Лукницкий был воспитан в той интеллигентной среде, где умели ценить
труд и были преданы всей душой своей Родине, а потому революцию приняли как
волю народа, которая для них была высшим законом. Патриотизм представителей
нескольких поколений семьи проявлялся не только в бескорыстном служении
делу, но и глубоком понимании ценности истории как коллективной памяти,
помогающей им осознать себя единым целым с народом. Эти традиции были
усвоены или, лучше сказать, впитаны Лукницким. Им он следовал, следовал
убежденно всю свою жизнь.
Летописец своего времени.
Д. Гранин в своей повести о Любищеве говорит, что он не встречал в
жизни, чтобы кто-нибудь так же, как его герой, распоряжался своим временем,
чтобы отчитывался на бумаге перед самим собой за каждый прожитый день, за
каждый час, чтобы расчерчивал схемы и фиксировал даже израсходованные
минуты.
А я не встречала в жизни подобного тому, что делал в этом плане
Лукницкий.
Не могу не привести наглядного примера. Две разные выписки из дневника
Лукницкого, который он вел по-разному, в зависимости от обстоятельств.
Первая запись сделана точно по времени и действию, сжато, для быстроты,
чтобы только не забыть, потом дома расшифровать и записать в другую книжку
подробнее и яснее. В данном отрывке много сокращений, имен, скрытых
ситуаций, которые требуют пояснения.
АА - так помечал Лукницкий в своих записях имя Анны Ахматовой; Н. Г. -
Николая Гумилева. Но чаще называл его Николаем Степановичем.
Остальные нужные комментарии по этому материалу я позволю себе привести
в третьей части книги, целиком посвященной А. Ахматовой, ее жизни и
окружению.
ПРИМЕР ИЗ ДНЕВНИКА ЛУКНИЦКОГО 1970 г.
Перепечатал из листка "Записи времени с 10 по 23 июня 1928 г." - записи
"клеточки", которые я вел три года без перерыва в годы 1925 - 1928.
Выписываю относящееся к А. А. Ахматовой.
10 июня 1928. 11.20. - 15.40. Дома. Работа по Н. Г. (редактировал стихи
и пр.), переписывал на машинке и делал биографическую канву "1917 - 1918".
19.20 - 21.30. У Н. Тихонова. У них С. Колбасьев, О.Н. Олаф, В. Эрлих и
др. Я делаю работу по Н. Г. - выписки из "Аполлона" за 1914 - 1917 годы.

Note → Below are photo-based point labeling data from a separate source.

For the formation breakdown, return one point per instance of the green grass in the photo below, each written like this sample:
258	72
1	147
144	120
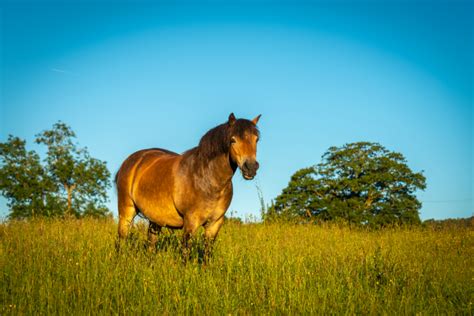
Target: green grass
71	267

22.30 - 1.15. В Шер. Доме. АА нет (она у Рыковых). Ждем ее, пьем чай.
Здесь Пунины и Ник. Конст. В 11.30 АА пришла. Сидим в столовой, говорим о
недостатках продуктов (нет хлеба). Говорим о Нобиле и пр. У АА днем была А.
И. Ходасевич (и принесла ей книжку Г. Чулкова о Тютчеве).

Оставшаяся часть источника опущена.